What's the other side of the argument? The ABA Banking Journal lays it out in "Legal Briefs: The Great Credit Union Caper."
Why To Not Wait
Fenner also gives four reasons for credit unions who are interested in applying for FOM expansions to not delay:
The litigation could drag on for very long time.
Even if the NCUA loses, Fenner says, it’s highly unlikely the courts would order credit unions to divest new members added after earning FOM expansion from the NCUA. Fenner says that, based on what he’s seen in the past, the most that would likely happen is that new members couldn’t be added under that expanded authority.
The NCUA processes applications in the order they’re received, so if you decide to wait your expansion request you may be at end of very long line of applicants.
The processing can take several months to complete once you’re at the head of the line.
A Coming Land Rush?
The NCUA approved 905 FOM expansions in 2015 and 2016. In January 2017 it approved 111, before the new rule took effect. John Fairbanks, NCUA spokesman, told the CU Journal in an article posted this week that the regulator has not yet seen a spike in new FOM applications and that “it would be very hard to guesstimate about when and even whether we’ll seen an increase in applications.”

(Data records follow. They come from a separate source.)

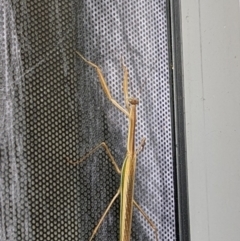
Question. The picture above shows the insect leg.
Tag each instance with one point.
(125, 85)
(104, 85)
(106, 148)
(147, 218)
(104, 215)
(141, 145)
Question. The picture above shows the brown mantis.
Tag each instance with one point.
(126, 189)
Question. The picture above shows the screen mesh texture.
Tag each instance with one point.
(53, 107)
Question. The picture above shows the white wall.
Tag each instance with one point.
(211, 55)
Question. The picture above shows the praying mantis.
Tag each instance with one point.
(127, 172)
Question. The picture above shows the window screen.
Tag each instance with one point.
(52, 107)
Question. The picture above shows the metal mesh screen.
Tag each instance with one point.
(53, 107)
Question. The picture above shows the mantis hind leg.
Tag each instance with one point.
(106, 148)
(153, 226)
(104, 215)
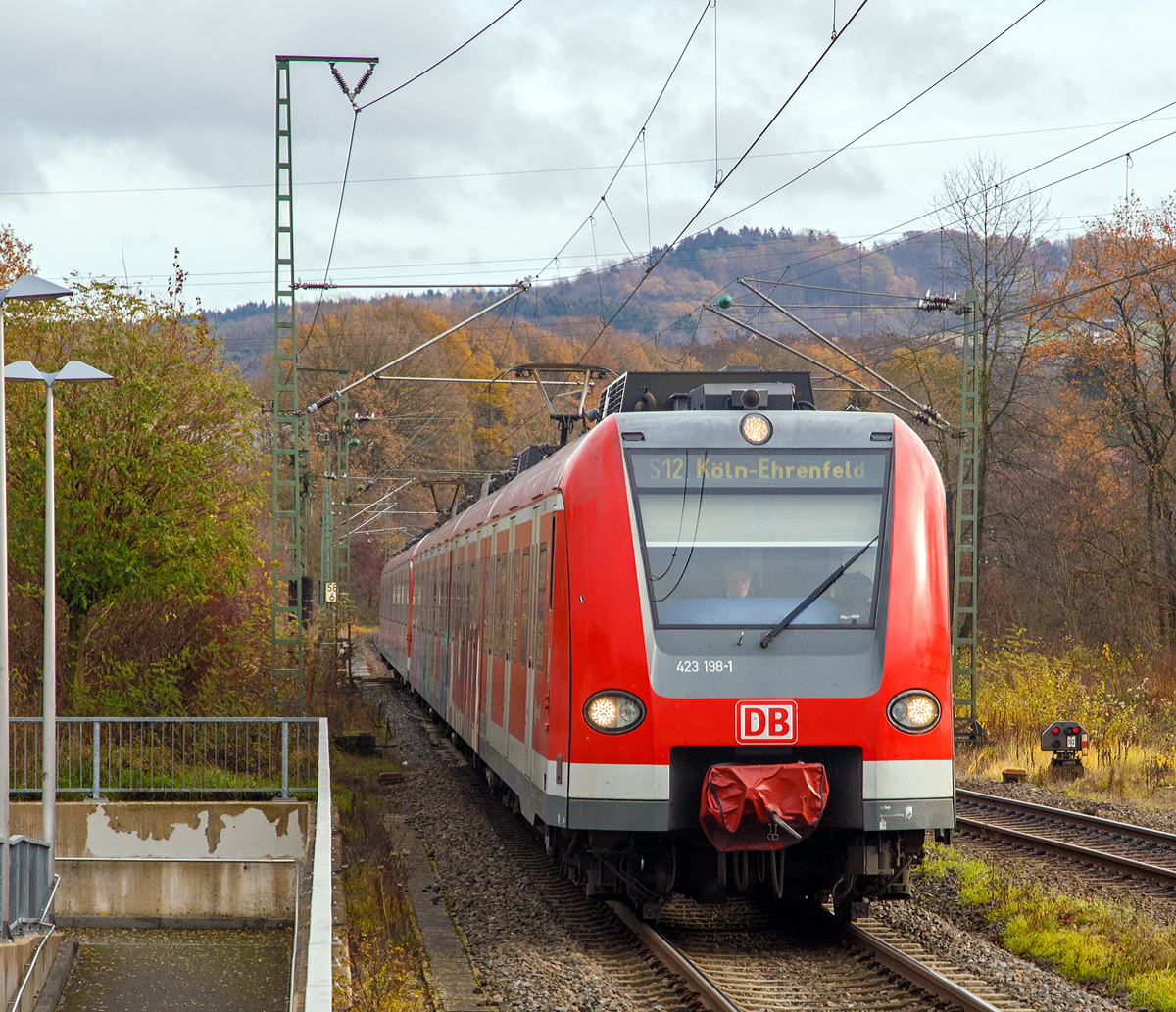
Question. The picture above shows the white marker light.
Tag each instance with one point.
(612, 711)
(914, 711)
(756, 429)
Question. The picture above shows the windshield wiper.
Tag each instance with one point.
(840, 571)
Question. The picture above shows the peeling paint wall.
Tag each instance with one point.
(176, 830)
(183, 859)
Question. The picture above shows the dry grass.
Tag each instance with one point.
(1122, 699)
(385, 947)
(1111, 945)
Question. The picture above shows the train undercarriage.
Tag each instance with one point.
(848, 868)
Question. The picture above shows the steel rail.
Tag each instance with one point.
(1139, 833)
(917, 974)
(1165, 876)
(676, 962)
(711, 997)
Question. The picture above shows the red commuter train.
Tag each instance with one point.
(705, 647)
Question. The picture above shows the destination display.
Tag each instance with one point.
(758, 469)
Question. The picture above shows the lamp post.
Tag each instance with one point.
(24, 371)
(27, 287)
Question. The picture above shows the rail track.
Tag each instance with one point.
(1121, 847)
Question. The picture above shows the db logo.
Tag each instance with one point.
(764, 721)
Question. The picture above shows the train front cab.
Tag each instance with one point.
(673, 506)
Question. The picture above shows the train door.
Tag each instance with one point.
(516, 684)
(445, 610)
(560, 670)
(540, 698)
(482, 639)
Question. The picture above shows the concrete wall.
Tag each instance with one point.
(173, 862)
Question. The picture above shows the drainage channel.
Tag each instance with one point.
(168, 969)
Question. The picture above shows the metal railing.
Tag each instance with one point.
(171, 756)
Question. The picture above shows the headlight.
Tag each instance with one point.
(612, 711)
(914, 711)
(756, 429)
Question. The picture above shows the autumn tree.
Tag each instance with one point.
(991, 225)
(1115, 333)
(156, 470)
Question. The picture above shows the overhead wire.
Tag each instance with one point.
(945, 207)
(507, 172)
(886, 119)
(720, 183)
(439, 63)
(638, 136)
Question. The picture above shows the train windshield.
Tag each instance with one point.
(739, 539)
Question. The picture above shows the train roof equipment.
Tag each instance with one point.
(728, 389)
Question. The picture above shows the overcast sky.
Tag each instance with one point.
(129, 127)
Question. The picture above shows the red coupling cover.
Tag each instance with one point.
(762, 807)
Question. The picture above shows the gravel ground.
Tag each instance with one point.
(521, 947)
(942, 925)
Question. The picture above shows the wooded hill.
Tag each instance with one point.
(694, 271)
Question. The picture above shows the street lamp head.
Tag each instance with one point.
(80, 372)
(24, 371)
(29, 286)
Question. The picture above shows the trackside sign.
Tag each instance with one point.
(758, 721)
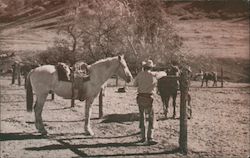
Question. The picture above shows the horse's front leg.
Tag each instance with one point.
(163, 99)
(88, 111)
(166, 104)
(202, 81)
(38, 113)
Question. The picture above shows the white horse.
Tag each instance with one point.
(45, 78)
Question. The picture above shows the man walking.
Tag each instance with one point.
(146, 83)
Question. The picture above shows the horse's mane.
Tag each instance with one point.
(102, 61)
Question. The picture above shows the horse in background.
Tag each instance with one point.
(168, 87)
(43, 79)
(206, 76)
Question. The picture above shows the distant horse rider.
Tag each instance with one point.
(146, 83)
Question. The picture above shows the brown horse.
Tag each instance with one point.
(209, 76)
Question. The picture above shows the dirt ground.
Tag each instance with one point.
(219, 127)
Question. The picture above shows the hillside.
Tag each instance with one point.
(216, 29)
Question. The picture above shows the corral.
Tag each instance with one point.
(219, 126)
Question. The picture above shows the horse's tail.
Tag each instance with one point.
(29, 94)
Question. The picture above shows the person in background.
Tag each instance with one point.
(146, 84)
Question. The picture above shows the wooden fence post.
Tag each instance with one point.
(73, 89)
(13, 73)
(101, 103)
(116, 80)
(222, 78)
(18, 70)
(184, 86)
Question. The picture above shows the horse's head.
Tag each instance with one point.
(174, 70)
(122, 70)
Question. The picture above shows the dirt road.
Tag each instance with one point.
(219, 127)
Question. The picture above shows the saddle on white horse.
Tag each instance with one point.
(78, 74)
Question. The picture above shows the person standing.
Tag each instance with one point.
(146, 84)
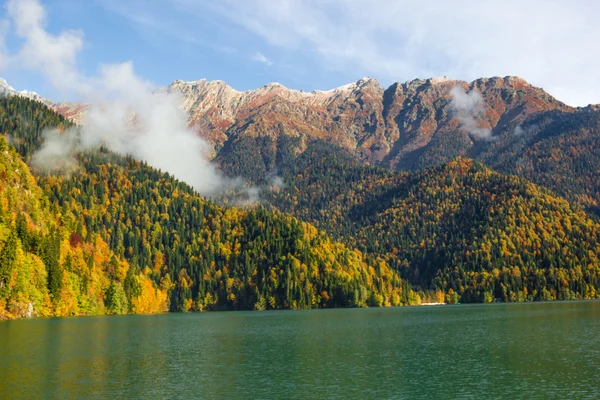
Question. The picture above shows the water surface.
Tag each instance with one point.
(539, 350)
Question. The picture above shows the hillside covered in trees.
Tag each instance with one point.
(115, 235)
(161, 238)
(460, 226)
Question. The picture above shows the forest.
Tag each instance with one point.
(114, 235)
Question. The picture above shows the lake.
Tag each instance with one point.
(536, 350)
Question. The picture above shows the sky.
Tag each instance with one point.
(320, 44)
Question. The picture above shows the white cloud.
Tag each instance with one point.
(260, 57)
(468, 108)
(125, 113)
(550, 43)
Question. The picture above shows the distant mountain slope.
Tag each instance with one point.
(49, 266)
(558, 150)
(202, 255)
(70, 110)
(384, 127)
(460, 226)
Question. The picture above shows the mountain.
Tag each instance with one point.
(506, 123)
(341, 232)
(49, 267)
(458, 226)
(70, 110)
(159, 245)
(383, 127)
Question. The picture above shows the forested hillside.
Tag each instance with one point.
(124, 237)
(50, 265)
(459, 226)
(178, 245)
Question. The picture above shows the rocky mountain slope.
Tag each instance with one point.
(71, 110)
(507, 123)
(387, 127)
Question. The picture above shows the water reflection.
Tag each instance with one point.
(548, 350)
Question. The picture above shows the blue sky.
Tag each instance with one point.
(323, 44)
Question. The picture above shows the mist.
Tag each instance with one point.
(126, 114)
(468, 108)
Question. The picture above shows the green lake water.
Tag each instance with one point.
(538, 350)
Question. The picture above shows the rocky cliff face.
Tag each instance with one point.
(70, 110)
(401, 127)
(406, 126)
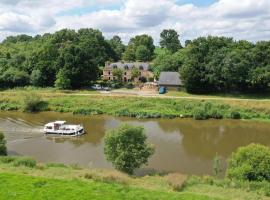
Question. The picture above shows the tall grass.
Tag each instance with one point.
(137, 106)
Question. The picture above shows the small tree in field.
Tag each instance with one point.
(118, 73)
(126, 148)
(3, 148)
(250, 163)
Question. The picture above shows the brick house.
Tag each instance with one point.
(127, 70)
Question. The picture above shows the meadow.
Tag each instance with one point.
(23, 178)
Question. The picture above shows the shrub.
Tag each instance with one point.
(126, 148)
(129, 86)
(176, 181)
(250, 163)
(7, 159)
(56, 165)
(3, 147)
(32, 103)
(200, 114)
(235, 115)
(24, 161)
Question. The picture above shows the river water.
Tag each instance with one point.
(182, 145)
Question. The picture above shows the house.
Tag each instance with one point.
(170, 80)
(144, 69)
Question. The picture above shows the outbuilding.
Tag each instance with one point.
(170, 80)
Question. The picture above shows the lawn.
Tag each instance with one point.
(24, 187)
(58, 181)
(185, 106)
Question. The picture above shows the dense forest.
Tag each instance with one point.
(73, 59)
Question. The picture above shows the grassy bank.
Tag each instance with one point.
(23, 181)
(141, 107)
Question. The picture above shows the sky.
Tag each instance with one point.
(241, 19)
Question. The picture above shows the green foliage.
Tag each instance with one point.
(169, 39)
(24, 161)
(32, 103)
(235, 115)
(63, 80)
(126, 148)
(3, 147)
(250, 163)
(142, 53)
(135, 73)
(118, 46)
(218, 64)
(38, 61)
(118, 73)
(140, 47)
(13, 77)
(217, 165)
(166, 61)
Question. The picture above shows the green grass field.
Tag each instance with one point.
(23, 187)
(91, 103)
(56, 181)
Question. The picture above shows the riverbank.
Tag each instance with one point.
(23, 178)
(92, 103)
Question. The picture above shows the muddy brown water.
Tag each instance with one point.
(182, 145)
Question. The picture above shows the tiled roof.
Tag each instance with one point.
(121, 65)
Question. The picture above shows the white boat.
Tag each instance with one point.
(61, 128)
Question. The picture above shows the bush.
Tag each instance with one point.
(3, 147)
(126, 148)
(200, 114)
(32, 103)
(176, 181)
(235, 115)
(129, 86)
(24, 161)
(250, 163)
(7, 159)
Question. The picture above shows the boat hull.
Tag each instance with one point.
(65, 133)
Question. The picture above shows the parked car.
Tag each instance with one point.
(162, 90)
(96, 87)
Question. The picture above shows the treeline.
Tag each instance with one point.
(74, 59)
(66, 59)
(219, 64)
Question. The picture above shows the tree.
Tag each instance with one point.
(118, 73)
(137, 42)
(126, 148)
(250, 163)
(3, 148)
(129, 54)
(135, 73)
(118, 46)
(170, 40)
(166, 61)
(63, 80)
(36, 78)
(14, 77)
(142, 53)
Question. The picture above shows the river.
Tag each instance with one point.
(182, 145)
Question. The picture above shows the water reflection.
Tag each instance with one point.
(182, 145)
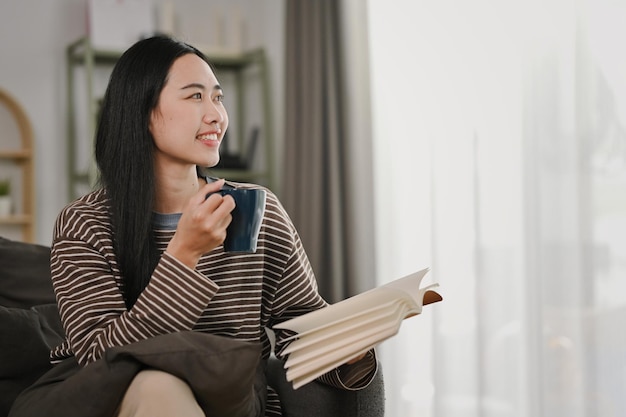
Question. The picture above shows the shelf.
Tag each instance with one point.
(21, 154)
(24, 158)
(18, 219)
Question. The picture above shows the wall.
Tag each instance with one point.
(33, 38)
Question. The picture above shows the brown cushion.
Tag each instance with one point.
(24, 274)
(225, 374)
(26, 337)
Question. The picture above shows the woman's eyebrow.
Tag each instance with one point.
(201, 86)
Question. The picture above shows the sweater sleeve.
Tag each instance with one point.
(90, 298)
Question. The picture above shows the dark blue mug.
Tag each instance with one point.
(243, 232)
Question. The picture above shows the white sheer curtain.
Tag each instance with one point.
(500, 161)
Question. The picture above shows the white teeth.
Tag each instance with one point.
(208, 137)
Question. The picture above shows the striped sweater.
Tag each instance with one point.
(228, 294)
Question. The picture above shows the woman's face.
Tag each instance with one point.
(189, 121)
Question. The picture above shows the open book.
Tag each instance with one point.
(333, 335)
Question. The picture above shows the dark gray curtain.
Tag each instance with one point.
(315, 183)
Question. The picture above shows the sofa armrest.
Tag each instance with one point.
(319, 400)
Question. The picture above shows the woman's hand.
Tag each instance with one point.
(202, 226)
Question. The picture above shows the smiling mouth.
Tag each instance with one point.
(213, 137)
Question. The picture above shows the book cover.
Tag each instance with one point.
(331, 336)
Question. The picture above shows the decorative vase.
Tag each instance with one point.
(5, 205)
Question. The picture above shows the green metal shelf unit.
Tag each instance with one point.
(81, 54)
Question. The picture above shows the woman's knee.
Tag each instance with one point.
(157, 393)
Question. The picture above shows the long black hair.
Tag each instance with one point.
(124, 151)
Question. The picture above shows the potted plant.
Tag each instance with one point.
(5, 197)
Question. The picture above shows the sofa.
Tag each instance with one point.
(30, 327)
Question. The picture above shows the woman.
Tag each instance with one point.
(139, 270)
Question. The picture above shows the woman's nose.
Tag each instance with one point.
(214, 113)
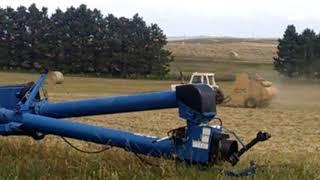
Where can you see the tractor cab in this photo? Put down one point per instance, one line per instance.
(203, 78)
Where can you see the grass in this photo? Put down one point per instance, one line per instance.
(214, 55)
(293, 119)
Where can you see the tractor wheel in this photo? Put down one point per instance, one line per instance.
(219, 96)
(250, 103)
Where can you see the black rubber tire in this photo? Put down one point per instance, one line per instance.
(250, 103)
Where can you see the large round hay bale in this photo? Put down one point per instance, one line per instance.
(57, 77)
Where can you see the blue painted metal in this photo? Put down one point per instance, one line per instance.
(134, 142)
(108, 105)
(34, 117)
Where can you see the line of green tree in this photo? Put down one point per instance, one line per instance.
(298, 55)
(81, 40)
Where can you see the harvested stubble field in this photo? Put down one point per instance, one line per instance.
(293, 119)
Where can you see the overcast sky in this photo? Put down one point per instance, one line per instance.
(237, 18)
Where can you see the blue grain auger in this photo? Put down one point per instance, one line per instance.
(24, 112)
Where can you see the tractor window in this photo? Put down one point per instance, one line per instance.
(205, 81)
(196, 80)
(210, 80)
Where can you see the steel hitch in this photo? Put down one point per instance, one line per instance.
(235, 156)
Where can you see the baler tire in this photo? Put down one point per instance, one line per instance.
(250, 103)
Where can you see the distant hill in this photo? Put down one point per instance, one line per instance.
(225, 49)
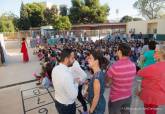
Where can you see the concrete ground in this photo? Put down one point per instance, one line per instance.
(35, 101)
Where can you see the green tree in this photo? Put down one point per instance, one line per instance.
(63, 23)
(88, 11)
(6, 24)
(50, 15)
(36, 14)
(63, 10)
(149, 8)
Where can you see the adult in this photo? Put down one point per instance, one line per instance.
(153, 84)
(24, 50)
(97, 85)
(121, 76)
(66, 89)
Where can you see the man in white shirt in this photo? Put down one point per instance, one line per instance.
(66, 89)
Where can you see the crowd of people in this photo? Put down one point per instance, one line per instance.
(82, 70)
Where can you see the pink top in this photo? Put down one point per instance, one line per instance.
(153, 84)
(122, 74)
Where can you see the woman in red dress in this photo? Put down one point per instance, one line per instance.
(24, 51)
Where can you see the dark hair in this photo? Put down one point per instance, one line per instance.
(23, 39)
(65, 53)
(146, 41)
(103, 62)
(125, 49)
(152, 45)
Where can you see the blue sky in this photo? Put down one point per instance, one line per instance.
(125, 7)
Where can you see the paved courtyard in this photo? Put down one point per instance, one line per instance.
(20, 95)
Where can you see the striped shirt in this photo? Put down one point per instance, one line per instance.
(122, 74)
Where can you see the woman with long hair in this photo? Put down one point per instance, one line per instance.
(24, 51)
(97, 62)
(153, 84)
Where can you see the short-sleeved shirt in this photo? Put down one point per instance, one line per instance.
(122, 74)
(149, 58)
(100, 108)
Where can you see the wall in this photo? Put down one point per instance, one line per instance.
(161, 26)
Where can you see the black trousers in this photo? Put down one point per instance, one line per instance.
(65, 109)
(81, 98)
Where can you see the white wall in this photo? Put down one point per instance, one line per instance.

But Michael Emancipator, senior regulatory counsel at NAFCU, told CreditUnions.com that “we absolutely anticipate more FOM expansion requests to the NCUA.”
Why? “Since this was the first substantive federal FOM update in over a decade, there was plenty of latent demand,” Emancipator says, adding that “NAFCU saw a large increase in member inquiries going into the final weeks before the rule's effective date, running the gamut of all charter types.”
Emancipator reiterated NAFCU’s belief that the NCUA’s case is strong and that it acted within its legal authority in enacting the FOM expansion. He then offered this cautionary note: “With any legal matter there is always a degree of uncertainty, and the business decision of whether to expand ultimately lies with a credit union's board.”
Emancipator did say that in general NAFCU agrees with Fenner about moving ahead while the litigation is still pending.
So does Katherine Weber, a credit union attorney with The Weber Firm in Media, PA.
Credit unions that determine they have the ability to serve an expanded field of membership should not be deterred by the bankers' lawsuit, Weber says.
“The law is the current FOM rule in effect and may not be impacted by the litigation at all,” she says. “I also agree that even in a scenario wherein the court would find against the NCUA, it would be unlikely to require current members to close their accounts. To do so would be disruptive to innocent consumers.”
The bank attacks are based on self-interest rather than consumer interest, Weber says, adding, “In today's world, because so many people use online services, the location of a financial institution is practically irrelevant, especially for millennials. Financial institutions operating with a false sense of ‘claimed territory’ are well behind the times.”
Weber says widespread support among credit unions for the new rule also leads her to believe that many credit unions will be analyzing it to see where expansion makes sense, and to ultimately apply for an expansion.
So, it might be time to get in line.